Efficient private-public response to catastrophes topic of May 10 talk

Howard Kunreuther '59

The roles that the public and private sectors can play in reducing the damage from and costs of extreme events will be the topic of a presentation by Howard Kunreuther ’59, James G. Dinan Professor of Decision Sciences and Public Policy at the University of Pennsylvania’s Wharton School, at 4:15 p.m. Tuesday, May 10, in the Keck Classroom (G-52), Pettengill Hall, 4 Andrews Road.

Sponsored by the economics department and the Bates Career Development Center, Kunreuther’s presentation is open to the public at no cost. For more information, please call 207-786-8296.

Kunreuther has a longstanding interest in ways that society can better manage low-probability/high-consequence events related to technological and natural hazards. He says that the disasters that occurred in the past year, culminating in the Japan trifecta (earthquake, tsunami and nuclear plant accident), are indicative of a new era of catastrophes, an era more interconnected and interdependent so that risks are becoming global in nature.

Kunreuther is a Fellow of the American Association for the Advancement of Science; a member of the National Academy of Sciences Panel on Increasing National Resilience to Hazards and Disasters; and Distinguished Fellow of the Society for Risk Analysis, receiving the society’s Distinguished Achievement Award in 2001.
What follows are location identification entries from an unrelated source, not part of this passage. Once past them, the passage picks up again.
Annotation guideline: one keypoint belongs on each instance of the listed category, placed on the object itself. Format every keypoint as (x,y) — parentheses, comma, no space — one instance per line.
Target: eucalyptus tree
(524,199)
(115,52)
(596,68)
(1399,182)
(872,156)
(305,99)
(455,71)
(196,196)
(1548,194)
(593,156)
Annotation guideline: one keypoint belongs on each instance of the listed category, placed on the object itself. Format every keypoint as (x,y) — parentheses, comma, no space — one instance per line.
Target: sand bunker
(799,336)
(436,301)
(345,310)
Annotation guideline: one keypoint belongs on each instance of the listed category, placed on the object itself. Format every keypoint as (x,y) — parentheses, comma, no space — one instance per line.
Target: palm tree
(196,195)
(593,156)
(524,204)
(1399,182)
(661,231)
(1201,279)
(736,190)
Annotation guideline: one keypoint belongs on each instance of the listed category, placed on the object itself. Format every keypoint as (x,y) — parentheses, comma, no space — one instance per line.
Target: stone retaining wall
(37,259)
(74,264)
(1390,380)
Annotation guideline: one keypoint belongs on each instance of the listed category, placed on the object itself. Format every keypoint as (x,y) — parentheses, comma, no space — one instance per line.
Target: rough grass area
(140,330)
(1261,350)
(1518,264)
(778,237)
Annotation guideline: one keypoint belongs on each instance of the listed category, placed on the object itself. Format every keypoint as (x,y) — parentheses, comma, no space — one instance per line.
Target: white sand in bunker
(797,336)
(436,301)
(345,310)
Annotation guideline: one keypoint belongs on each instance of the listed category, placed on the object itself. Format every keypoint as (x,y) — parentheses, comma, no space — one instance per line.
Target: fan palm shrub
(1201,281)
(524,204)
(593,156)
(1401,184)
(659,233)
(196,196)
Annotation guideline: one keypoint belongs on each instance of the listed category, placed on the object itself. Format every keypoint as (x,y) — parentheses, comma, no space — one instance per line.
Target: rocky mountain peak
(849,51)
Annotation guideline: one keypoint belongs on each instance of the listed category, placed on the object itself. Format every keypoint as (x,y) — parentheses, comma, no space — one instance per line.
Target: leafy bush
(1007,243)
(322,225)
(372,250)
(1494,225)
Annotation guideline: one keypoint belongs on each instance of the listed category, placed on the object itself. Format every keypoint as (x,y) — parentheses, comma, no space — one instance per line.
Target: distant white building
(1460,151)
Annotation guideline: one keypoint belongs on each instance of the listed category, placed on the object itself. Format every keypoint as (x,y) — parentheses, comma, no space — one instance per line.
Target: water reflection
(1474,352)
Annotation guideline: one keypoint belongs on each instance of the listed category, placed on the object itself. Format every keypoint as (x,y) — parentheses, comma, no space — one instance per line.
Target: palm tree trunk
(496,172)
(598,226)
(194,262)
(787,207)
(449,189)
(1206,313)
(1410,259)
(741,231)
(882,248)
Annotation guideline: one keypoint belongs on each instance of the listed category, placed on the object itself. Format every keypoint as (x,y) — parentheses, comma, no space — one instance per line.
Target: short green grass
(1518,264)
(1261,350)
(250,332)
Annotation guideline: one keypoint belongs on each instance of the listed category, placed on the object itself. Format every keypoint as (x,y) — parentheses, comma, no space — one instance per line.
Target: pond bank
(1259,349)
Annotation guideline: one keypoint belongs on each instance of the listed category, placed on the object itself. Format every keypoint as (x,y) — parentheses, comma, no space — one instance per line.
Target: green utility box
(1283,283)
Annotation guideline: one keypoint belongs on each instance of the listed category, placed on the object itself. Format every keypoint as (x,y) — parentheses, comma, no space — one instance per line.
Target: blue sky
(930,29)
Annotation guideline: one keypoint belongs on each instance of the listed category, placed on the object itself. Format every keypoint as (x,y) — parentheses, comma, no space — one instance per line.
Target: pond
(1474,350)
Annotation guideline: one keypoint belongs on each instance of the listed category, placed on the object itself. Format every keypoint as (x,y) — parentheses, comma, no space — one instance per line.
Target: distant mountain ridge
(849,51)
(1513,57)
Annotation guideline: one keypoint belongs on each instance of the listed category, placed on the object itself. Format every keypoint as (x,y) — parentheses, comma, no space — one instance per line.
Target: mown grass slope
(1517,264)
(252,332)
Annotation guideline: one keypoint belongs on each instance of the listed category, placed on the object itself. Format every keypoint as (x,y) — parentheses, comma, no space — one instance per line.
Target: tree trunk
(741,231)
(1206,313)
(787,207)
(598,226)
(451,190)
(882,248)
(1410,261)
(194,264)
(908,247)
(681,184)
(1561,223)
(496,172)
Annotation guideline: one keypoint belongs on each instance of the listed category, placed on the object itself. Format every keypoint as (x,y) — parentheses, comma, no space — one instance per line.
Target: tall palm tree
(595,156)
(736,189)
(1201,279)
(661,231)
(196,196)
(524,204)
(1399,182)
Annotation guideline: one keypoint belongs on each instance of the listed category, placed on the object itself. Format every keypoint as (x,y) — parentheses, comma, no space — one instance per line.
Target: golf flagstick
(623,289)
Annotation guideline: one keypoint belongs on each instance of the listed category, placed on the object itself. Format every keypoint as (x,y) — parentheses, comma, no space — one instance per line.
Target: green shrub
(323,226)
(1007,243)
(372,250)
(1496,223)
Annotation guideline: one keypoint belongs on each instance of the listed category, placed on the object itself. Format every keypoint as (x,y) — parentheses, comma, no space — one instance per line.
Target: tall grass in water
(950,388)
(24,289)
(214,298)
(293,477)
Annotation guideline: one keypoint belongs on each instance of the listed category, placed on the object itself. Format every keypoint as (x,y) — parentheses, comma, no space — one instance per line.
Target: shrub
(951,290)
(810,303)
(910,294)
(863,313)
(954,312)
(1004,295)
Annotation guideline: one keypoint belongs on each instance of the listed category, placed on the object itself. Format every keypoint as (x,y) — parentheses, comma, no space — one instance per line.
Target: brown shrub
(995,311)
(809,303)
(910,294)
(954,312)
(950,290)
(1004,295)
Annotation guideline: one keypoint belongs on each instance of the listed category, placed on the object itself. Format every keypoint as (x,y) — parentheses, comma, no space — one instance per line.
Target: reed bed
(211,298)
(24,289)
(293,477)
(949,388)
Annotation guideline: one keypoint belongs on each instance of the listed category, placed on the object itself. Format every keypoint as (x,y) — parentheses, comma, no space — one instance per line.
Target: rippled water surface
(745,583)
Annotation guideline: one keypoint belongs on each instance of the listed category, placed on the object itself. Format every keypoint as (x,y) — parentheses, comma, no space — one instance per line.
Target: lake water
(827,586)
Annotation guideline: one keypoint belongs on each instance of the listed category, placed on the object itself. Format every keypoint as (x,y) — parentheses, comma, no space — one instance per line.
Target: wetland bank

He co-chaired the World Economic Forum’s Global Agenda Council on Innovation and Leadership in Reducing Risks from Natural Disasters and is a member of the Organisation for Economic Co-operation and Development’s High Level Advisory Board on Financial Management of Large-Scale Catastrophes.

His most recent books are At War with the Weather (with Erwann Michel-Kerjan) (July 2009 MIT Press), and Learning from Catastrophes: Strategies for Reaction and Response (with Michael Useem) (December 2009, Wharton School Publishing).